Rapidly warming daytime temperatures and intense high angled sun will cause increasing danger of loose wet avalanches in steep sunny terrain. Heightened avalanche conditions may become dangerous on very steep slopes, and some natural wet activity is possible. Avalanches are unlikely on lower elevation slopes since only a few inches of new snow accumulated, and the remaining underlying old snow is solidly refrozen.
Expect fair and sunny weather in the mountains again today with fairly light west winds. Another weather disturbance will affect northern and central Utah tomorrow before yet another storm tracks across Arizona and southern Utah on Tuesday. Temperatures near seasonal averages are expected through the early part of the week.

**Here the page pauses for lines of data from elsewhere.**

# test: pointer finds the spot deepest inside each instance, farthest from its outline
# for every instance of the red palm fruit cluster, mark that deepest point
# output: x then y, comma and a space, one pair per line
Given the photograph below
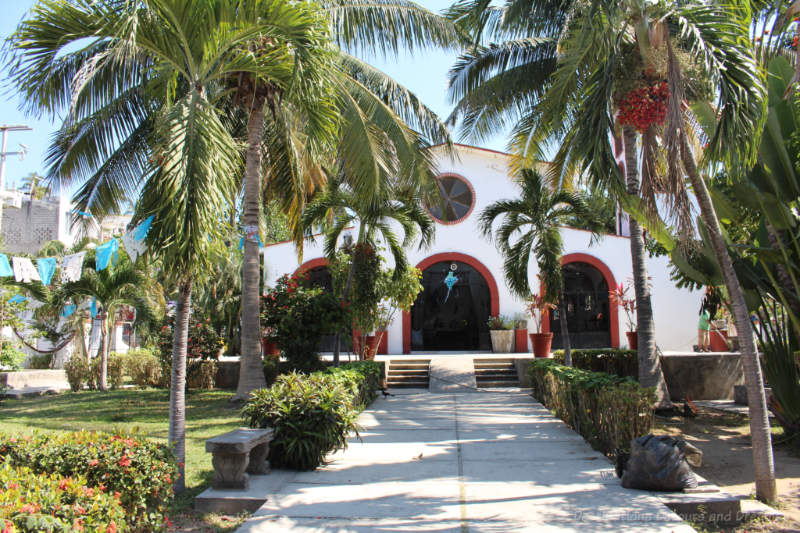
644, 106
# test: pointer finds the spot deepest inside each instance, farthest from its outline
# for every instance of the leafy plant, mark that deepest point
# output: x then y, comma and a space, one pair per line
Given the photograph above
537, 306
136, 471
34, 501
297, 315
312, 414
607, 410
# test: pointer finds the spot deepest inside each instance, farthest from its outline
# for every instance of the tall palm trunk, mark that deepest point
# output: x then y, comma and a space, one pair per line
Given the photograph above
251, 372
650, 374
177, 391
345, 294
763, 465
562, 310
104, 352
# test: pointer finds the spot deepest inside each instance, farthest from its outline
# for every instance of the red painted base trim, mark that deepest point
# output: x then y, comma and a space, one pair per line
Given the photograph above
462, 258
613, 310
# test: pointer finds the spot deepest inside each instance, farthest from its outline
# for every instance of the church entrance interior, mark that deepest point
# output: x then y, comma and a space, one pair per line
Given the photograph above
451, 312
587, 303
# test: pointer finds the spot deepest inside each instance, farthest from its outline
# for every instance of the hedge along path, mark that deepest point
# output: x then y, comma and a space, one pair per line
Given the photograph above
487, 461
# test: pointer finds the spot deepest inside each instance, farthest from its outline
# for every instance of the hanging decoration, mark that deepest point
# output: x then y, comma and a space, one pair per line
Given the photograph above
5, 266
46, 267
106, 253
72, 267
24, 271
450, 281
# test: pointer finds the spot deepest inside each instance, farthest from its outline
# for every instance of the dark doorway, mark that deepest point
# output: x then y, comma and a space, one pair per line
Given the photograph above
586, 297
321, 277
451, 312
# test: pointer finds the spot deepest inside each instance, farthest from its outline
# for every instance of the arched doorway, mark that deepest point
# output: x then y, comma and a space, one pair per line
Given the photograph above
591, 319
450, 314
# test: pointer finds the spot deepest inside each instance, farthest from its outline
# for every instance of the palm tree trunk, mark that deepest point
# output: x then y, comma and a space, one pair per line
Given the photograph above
104, 354
562, 311
650, 374
763, 464
177, 392
251, 372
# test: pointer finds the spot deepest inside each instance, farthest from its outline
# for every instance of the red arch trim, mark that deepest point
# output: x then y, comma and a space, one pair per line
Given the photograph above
311, 264
462, 258
613, 310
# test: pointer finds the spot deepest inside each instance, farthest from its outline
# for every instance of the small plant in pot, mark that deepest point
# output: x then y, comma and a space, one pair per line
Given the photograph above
619, 296
538, 307
502, 334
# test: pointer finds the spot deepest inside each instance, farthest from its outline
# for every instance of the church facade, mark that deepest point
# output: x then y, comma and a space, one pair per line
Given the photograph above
452, 316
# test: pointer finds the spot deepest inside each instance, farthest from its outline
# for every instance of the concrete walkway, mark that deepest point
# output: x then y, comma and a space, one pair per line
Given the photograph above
469, 462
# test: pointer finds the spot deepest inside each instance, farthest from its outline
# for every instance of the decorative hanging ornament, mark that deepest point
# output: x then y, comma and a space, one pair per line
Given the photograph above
450, 281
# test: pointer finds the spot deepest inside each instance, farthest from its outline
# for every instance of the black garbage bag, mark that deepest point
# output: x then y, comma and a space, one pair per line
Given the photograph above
659, 463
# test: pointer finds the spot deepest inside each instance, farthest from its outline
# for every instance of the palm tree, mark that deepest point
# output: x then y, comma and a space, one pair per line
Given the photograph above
372, 136
535, 221
115, 286
157, 135
342, 208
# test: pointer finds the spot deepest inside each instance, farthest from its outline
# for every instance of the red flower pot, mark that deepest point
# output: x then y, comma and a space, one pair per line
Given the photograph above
269, 348
371, 347
719, 340
633, 339
541, 344
521, 340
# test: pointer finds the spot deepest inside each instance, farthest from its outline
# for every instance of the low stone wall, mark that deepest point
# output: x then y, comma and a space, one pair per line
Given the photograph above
56, 379
702, 376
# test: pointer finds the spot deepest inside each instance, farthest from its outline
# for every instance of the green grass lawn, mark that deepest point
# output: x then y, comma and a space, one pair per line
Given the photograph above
208, 414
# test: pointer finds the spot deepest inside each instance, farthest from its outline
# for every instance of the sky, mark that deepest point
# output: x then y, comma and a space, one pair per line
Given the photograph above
425, 74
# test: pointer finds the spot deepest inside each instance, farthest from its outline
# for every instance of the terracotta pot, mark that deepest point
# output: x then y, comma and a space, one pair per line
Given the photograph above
541, 344
521, 340
371, 347
719, 340
269, 348
633, 339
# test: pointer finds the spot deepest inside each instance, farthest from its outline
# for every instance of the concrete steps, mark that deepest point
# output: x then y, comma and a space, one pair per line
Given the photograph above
408, 373
496, 373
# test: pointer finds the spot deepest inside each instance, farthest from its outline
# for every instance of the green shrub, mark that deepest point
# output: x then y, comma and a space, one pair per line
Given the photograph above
623, 363
11, 358
77, 370
34, 502
201, 374
607, 410
40, 361
312, 414
138, 471
144, 368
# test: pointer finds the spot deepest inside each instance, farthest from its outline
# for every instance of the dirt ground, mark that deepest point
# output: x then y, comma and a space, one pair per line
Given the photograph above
724, 439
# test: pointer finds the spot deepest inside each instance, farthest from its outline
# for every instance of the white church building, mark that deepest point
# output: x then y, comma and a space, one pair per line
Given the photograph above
439, 321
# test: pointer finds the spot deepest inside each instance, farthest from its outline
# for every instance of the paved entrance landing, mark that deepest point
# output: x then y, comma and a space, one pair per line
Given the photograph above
482, 462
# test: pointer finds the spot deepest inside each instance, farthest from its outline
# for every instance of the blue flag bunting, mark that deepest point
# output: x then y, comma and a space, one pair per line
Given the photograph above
5, 266
104, 253
46, 267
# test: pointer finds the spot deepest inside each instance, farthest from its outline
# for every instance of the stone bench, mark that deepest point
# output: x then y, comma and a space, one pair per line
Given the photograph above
237, 453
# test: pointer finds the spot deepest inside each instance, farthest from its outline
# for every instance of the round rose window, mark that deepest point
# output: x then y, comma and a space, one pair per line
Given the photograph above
456, 203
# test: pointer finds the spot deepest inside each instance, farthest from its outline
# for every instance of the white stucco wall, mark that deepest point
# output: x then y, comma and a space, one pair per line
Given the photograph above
487, 171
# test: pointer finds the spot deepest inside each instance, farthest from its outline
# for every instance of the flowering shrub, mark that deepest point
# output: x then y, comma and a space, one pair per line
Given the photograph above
139, 472
31, 502
297, 315
312, 414
644, 106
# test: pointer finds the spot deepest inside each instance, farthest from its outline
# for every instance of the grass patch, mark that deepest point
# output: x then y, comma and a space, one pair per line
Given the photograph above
208, 413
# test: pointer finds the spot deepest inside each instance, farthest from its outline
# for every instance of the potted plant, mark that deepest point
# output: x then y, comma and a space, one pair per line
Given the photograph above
500, 329
520, 333
619, 296
537, 307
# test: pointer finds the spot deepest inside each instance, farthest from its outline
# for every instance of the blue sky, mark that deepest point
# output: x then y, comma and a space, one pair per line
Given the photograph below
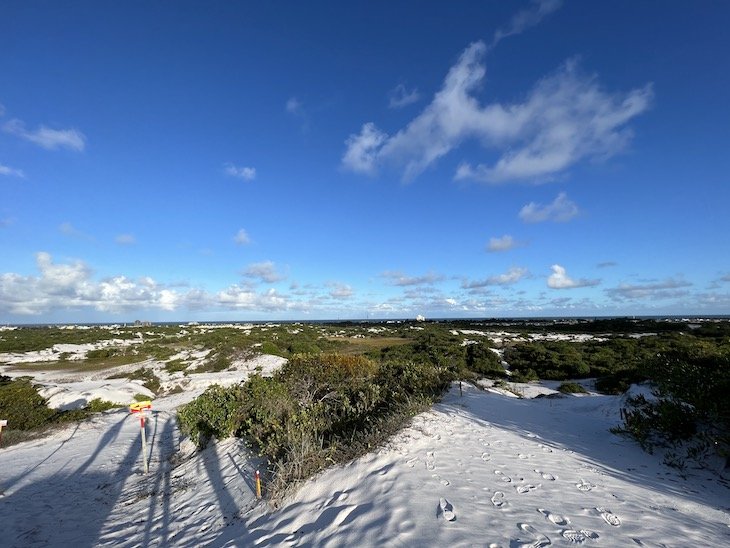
325, 160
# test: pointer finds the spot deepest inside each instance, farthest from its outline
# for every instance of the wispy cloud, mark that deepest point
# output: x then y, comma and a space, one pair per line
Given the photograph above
401, 280
400, 97
524, 19
512, 276
125, 239
561, 210
46, 137
245, 173
505, 243
264, 271
566, 118
667, 289
559, 279
11, 172
242, 237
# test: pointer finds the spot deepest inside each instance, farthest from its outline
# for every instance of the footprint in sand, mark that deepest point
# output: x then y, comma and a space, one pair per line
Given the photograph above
609, 517
442, 481
579, 537
498, 499
557, 519
501, 476
447, 509
539, 541
545, 475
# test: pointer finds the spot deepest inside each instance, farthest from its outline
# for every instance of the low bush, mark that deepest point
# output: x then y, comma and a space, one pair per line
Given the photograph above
571, 388
317, 410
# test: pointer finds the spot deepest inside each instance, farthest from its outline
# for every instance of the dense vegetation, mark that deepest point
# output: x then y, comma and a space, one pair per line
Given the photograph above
26, 411
317, 410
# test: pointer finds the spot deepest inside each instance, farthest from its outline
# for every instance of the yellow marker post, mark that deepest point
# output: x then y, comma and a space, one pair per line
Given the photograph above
139, 407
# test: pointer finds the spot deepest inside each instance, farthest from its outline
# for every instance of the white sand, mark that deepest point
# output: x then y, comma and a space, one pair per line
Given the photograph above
477, 470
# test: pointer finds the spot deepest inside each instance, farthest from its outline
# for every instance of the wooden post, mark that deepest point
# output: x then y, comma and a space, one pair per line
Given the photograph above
139, 407
144, 442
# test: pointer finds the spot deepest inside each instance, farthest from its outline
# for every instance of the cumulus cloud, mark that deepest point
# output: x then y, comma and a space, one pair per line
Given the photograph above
362, 151
11, 172
46, 137
242, 238
526, 18
400, 97
339, 290
245, 173
560, 210
559, 279
566, 118
264, 271
401, 280
70, 286
512, 276
667, 289
125, 239
505, 243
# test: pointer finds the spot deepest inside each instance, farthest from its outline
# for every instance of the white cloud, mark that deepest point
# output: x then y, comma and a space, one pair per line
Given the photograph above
11, 172
400, 97
559, 279
340, 290
564, 119
512, 276
245, 173
242, 238
125, 239
505, 243
46, 137
401, 280
560, 210
362, 151
265, 271
526, 18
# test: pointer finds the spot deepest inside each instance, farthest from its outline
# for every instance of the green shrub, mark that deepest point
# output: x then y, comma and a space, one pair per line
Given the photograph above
22, 406
316, 410
571, 388
213, 413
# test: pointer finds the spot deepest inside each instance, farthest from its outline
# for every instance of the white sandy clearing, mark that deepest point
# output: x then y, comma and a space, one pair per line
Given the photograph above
476, 470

It will be clear and sunny in the mountains again today, with 8500' high temperatures around 43°F, and westerly winds will blow 5 to 13 mph. It will be partly cloudy tonight, with a low around 26°F and 7 to 10 mph west wind. Snow showers are likely tomorrow afternoon, and some thunder is also possible. Skies will be mostly cloudy, with high temperatures around 44°F and 10 mph west wind.
We triggered some small loose avalanches of moist new snow in steep north facing terrain and noticed a few fresh natural wet loose avalanches on very steep sunny slopes in the White Pine Canyon area yesterday afternoon.
Observers report triggering a few 12" to 16" deep soft slab avalanches of wind drifted snow Thursday on steep upper elevation slopes facing north, northeast, and east. The soft avalanches on very steep slopes were expected, slow moving, and manageable, and nobody got caught.
An unintentionally triggered soft wind slab in Rock Bowl, on an east facing slope at about 9200'. The 15" deep, 200+' wide avalanche was fairly slow moving and allowed the rider to escape.